Directed by Jeff Lieberman. Starring Don Scardino ("Mick"), Patricia Pearcy ("Geri Sanders"), R.A. Dow ("Roger Grimes"), and Jean Sullivan ("Naomi Sanders"). Rated R.
Source: Region 1 DVD (MGM)
Running time: 01:32:47
EXPENDABLES of horror filmmaking, right?
In SQUIRM, a thunderstorm rocks the fictional town of Fly Creek, Georgia. And by "town" I mean a dirt road, a diner, and some houses. The film introduces us to a bunch of characters right off the bat. There's the pale-skinned, redhead Geraldine (or "Geri" as she's called), her mother, and her sister Alma, who's one of the greatest characters I've ever seen in a horror movie. There's also the worm farmer Roger Grimes and his dad Willie, and the lazy old cop who seemingly makes up the entire police department himself. There's the jaded waitress with the amazing hairdo too, as well as an assortment of locals who seem to be played by genuine country folk. Rounding out the characters is Geraldine's boyfriend from the city, Mick. Don't let Mick's nerdy exterior fool you, though. He's a smooth operator. For example, when he's hassled by the aforementioned cop, who asks "What business do you have in Fly Creek?", Mick, without skipping a beat, replies with "No business. Just pleasure." YEAH BOY! GET YOU SOME GERALDINE!
The thunderstorm comes into play when the seeds are planted for a massive worm attack. A "hundred thousand" worms mysteriously disappear from containers on a truck, which coincides with mentions of electricty being pumped into the ground due to the damaged power lines and whatnot. Seeing as the worms live in the ground, it's only natural that the electric soil would turn them into vicious predators. That's usually how it works, right?
Mick and Geraldine eventually catch on to the fact that there's a serious infestation of deadly worms. The town's one-man police department is sort of eliminated from the picture, mainly because he's a lazy fuck who doesn't care. In the meantime, the initial worm-attack victim is roaming the woods and behaving like an escaped mental patient. This "worm face" character also adds another - and arguably much needed - element of danger to the proceedings.

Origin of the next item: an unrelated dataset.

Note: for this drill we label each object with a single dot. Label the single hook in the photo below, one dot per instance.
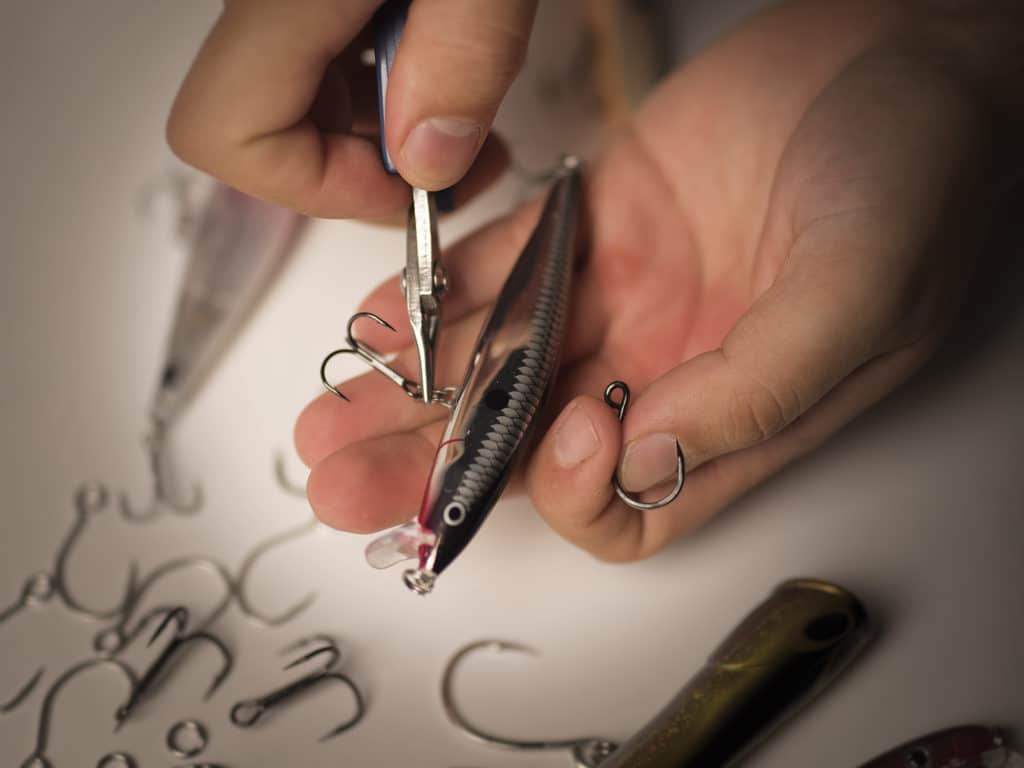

The film has a slow build-up appropriately enough (you know... 'cause worms are slow and stuff). The first worm attack doesn't happen for quite a while and everything prior to that is character development and setting the stage for The Great Wormocalypse. That said, it's hard to imagine creatures such as worms posing a serious threat to the existence of humanity. Well, it turns out they're about as intimidating as you'd expect. In order to be harmed by the worms, you basically have to fall on them or be underneath them as they fall on you. What makes them dangerous isn't so much what they can do but rather the sheer volume of them. It gets to the point where worms are pouring out of ceilings and plumbing. As far as the worms, sometimes actual worms are used and, at other times, there are what look like thousands of rubber spaghetti-looking things. I don't recall if there was an explanation as to why the characters didn't just get the fuck out of Dodge when they had the chance, but whatevers.
The leads (specifically Don Scardino and Patricia Pearcy) are surprisingly good and are part of what keeps this movie from being nothing more than a silly creature-feature. There are moments of camp, but the weird subject matter is played with a straight face for the most part, which I sort of appreciate. Overall, this is a fun little B-movie that should ideally be watched with a group. One of the highlights for me is definitely the character of Alma, played by Fran Higgins (pictured above) in her only film role sadly. She's GOLD. One of my favorite Alma moments is when she hits a joint so hard it knocks her backwards.